The best stuffed peppers you'll ever have! (Maybe, but probably).


  • 4 large bell peppers, gutted and halved
  • 1 tablespoon of canola oil
  • 1 teaspoon of onion powder
  • 1 teaspoon of garlic powder
  • 1 teaspoon of sea salt
  • 1 teaspoon of ground black pepper
  • 1 lb ground beef, or ground chicken, or ground turkey
  • 1 lb sweet longanisa sausage, can use honey garlic sausage, or any sweet sausage, as a substitute
  • 2 cloves of garlic, minced
  • 1 cup of diced tomatoes, drained
  • 1 cup of mushrooms, diced
  • 1 cup of tomato sauce
  • 1 cup of Minute Rice
  • 2 cups of mozzarella cheese, shredded
  • 1/4 cup parmesan cheese, grated
  • Fresh flat leaf parsley for garnish, optional


  • Heat grill on high heat.
  • Place halved peppers on grill and grill until slightly charred with grill marks - approx. 5 minutes a side.
  • Remove from grill and place on a plate.
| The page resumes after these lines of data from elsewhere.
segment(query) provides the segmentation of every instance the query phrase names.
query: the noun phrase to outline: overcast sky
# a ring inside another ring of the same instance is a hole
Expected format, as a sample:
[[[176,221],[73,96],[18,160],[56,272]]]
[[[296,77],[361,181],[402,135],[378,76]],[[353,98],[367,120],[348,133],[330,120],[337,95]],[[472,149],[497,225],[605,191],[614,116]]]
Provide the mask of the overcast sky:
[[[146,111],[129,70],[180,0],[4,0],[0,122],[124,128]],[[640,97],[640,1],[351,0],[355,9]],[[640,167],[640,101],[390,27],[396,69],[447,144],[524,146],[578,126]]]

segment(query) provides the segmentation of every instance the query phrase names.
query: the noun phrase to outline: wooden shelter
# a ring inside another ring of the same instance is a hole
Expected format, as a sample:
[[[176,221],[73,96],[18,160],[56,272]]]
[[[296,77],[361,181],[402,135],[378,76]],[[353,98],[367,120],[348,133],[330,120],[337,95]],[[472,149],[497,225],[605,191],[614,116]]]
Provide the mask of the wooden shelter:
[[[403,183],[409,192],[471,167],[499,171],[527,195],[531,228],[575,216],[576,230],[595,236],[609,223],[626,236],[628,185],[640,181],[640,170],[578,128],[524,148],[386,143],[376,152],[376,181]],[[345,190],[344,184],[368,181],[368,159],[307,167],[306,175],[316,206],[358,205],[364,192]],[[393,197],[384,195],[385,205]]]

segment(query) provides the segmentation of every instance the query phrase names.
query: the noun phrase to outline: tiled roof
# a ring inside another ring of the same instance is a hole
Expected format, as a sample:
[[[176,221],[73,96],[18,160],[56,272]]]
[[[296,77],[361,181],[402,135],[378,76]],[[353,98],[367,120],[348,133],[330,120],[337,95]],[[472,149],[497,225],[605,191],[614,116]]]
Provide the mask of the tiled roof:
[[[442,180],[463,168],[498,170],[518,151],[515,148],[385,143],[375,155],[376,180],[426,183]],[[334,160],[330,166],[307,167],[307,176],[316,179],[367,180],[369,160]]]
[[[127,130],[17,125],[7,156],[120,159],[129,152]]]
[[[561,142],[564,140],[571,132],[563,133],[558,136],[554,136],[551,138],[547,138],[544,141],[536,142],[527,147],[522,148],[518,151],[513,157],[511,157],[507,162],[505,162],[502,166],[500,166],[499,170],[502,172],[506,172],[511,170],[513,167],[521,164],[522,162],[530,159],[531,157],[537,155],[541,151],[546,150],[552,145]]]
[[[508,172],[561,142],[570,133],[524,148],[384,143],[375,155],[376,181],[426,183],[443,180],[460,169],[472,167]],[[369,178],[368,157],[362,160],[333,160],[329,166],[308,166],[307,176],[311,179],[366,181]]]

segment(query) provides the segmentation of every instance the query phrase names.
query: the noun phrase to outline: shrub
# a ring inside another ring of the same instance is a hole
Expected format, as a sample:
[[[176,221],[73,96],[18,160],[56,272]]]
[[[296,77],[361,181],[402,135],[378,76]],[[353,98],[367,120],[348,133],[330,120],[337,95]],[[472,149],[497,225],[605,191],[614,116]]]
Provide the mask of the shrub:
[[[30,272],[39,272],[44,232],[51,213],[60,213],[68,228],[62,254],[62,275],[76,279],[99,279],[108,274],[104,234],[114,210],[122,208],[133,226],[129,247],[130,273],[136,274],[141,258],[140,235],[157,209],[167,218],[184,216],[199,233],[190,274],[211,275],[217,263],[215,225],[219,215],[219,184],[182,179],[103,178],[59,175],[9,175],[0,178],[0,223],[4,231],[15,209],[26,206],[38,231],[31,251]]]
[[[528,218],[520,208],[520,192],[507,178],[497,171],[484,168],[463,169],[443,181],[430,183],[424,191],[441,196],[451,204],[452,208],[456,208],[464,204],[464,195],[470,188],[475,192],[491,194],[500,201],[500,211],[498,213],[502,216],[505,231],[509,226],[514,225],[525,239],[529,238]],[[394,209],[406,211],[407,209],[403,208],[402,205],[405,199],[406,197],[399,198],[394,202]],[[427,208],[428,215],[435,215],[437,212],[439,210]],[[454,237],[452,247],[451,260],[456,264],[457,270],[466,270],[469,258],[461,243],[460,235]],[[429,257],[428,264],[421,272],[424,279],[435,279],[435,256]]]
Set aside.
  • In a large skillet, heat cooking oil.
  • Add minced garlic and saute until fragrant; make sure not to brown the garlic.
  • Add the ground beef (or chicken/turkey) and the sausage. (If the sausage was in casing, make sure you squeeze it out of it's casing).
  • Add the onion powder, garlic powder, sea salt and ground black pepper.
  • Stir well until meat is cooked.
  • Add mushrooms, diced tomatoes, tomato sauce, and M?inute Rice.
  • Bring the heat to high until mixture reaches a simmer, and then bring the heat to low. Allow to simmer for approx. 5 minutes.
  • Remove from heat and add 1 cup of shredded mozzarella cheese.
  • Mix well and set aside.
  • Pre-heat oven to 375F.
  • With a tablespoon, carefully scoop the meat mixture into the peppers. Pack the peppers as much as you can and press down on the mixture to secure.
  • Sprinkle each pepper with the remaining shredded mozzarella.
  • Finish off by sprinkling each pepper with shredded parmesan.
  • Place the peppers in the oven for approx. 15 minutes or until the mozzarella cheese melts and bubbles.
  • Turn the broiler on to high heat and place the peppers under the broiler for approx. 2 minutes, or until cheese browns slightly.
  • Garnish with fresh flat leaf parsley (optional).